University of Cambridge > Talks.cam > Computer Laboratory Systems Research Group Seminar > Cosmic Rays Don't Strike Twice: Understanding the Nature of DRAM Errors and the Implications for System Design

Cosmic Rays Don't Strike Twice: Understanding the Nature of DRAM Errors and the Implications for System Design

Add to your list(s) Download to your calendar using vCal

If you have a question about this talk, please contact Eiko Yoneki.

Main memory is one of the leading hardware causes for machine crashes in today’s datacenters. Designing, evaluating and modeling systems that are resilient against memory errors requires a good understanding of the underlying characteristics of errors in DRAM in the field. While there have recently been a few first studies on DRAM errors in production systems, these have been too limited in either the size of the data set or the granularity of the data to conclusively answer many of the open questions on DRAM errors. Such questions include, for example, the prevalence of soft errors compared to hard errors, or the analysis of typical patterns of hard errors.

In this project, we study data on DRAM errors collected on a diverse range of production systems in total covering nearly 300 terabyte-years of main memory. As a first contribution, we provide a detailed analytical study of DRAM error characteristics, including both hard and soft errors. We find that a large fraction of DRAM errors in the field can be attributed to hard errors and we provide a detailed analytical study of their characteristics. As a second contribution, we use the results from the measurement study to identify a number of promising directions for designing more resilient systems and evaluate the potential of different protection mechanisms in light of realistic error patterns. One of our findings is that simple page retirement policies might be able to mask a large number of DRAM errors in production systems, while sacrificing only a negligible fraction of the total DRAM in the system.

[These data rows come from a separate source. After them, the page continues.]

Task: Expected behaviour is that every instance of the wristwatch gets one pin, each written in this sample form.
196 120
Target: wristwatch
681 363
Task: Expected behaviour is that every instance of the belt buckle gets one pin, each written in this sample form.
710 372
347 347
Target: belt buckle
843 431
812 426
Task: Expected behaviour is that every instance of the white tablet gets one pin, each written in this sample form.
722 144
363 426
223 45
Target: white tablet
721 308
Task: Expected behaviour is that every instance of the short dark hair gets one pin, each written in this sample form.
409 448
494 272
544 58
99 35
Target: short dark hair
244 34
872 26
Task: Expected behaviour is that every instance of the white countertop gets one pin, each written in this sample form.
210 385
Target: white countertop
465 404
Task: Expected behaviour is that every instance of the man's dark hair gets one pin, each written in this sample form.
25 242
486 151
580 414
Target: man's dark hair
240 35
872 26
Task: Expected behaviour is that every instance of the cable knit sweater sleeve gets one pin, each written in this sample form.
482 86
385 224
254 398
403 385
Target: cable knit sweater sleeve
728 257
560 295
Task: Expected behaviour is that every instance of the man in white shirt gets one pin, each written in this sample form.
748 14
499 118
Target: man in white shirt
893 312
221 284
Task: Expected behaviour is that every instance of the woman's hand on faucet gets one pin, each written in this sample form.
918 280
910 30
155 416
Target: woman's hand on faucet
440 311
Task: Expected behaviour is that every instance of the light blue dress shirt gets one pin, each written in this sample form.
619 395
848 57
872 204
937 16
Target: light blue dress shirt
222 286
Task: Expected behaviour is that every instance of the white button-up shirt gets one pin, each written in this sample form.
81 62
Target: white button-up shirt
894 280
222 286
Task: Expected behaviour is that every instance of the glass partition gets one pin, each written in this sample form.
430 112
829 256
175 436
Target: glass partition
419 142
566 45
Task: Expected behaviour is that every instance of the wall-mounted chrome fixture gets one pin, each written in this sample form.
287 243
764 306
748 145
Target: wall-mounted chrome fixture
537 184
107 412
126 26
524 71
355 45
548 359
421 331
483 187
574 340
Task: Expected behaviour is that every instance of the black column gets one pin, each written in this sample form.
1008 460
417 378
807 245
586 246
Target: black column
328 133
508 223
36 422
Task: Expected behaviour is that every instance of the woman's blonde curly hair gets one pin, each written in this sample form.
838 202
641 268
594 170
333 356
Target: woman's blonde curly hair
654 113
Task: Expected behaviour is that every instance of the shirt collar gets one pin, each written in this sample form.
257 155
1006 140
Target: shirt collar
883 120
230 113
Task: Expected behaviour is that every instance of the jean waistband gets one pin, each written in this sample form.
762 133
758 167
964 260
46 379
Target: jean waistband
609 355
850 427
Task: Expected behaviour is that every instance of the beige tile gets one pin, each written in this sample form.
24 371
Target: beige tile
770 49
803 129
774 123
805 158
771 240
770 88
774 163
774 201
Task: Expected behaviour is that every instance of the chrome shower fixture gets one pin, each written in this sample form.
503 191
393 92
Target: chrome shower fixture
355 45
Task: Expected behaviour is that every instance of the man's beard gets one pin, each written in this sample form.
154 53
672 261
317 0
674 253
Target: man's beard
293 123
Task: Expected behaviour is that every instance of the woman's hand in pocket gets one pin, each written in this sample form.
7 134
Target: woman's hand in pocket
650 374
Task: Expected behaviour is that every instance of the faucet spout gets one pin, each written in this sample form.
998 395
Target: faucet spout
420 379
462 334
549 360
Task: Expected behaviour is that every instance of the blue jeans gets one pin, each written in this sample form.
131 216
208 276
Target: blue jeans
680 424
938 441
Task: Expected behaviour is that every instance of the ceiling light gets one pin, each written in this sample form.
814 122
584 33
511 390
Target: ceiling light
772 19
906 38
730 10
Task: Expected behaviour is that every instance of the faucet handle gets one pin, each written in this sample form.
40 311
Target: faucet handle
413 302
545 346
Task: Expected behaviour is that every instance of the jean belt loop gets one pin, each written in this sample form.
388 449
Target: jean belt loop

Bio: Ioan Stefanovici is a PhD student in the Computer Systems and Networks Group at the University of Toronto, under the supervision of Prof. Bianca Schroeder. His research has dealt primarily with improving the reliability and performance of large-scale computer systems, studying the reliability of DRAM , and the impact of temperature on data centers. More recently, he has been working at Microsoft Research on sotware-defined storage. http://www.cs.utoronto.ca/~ioan/

This talk is part of the Computer Laboratory Systems Research Group Seminar series.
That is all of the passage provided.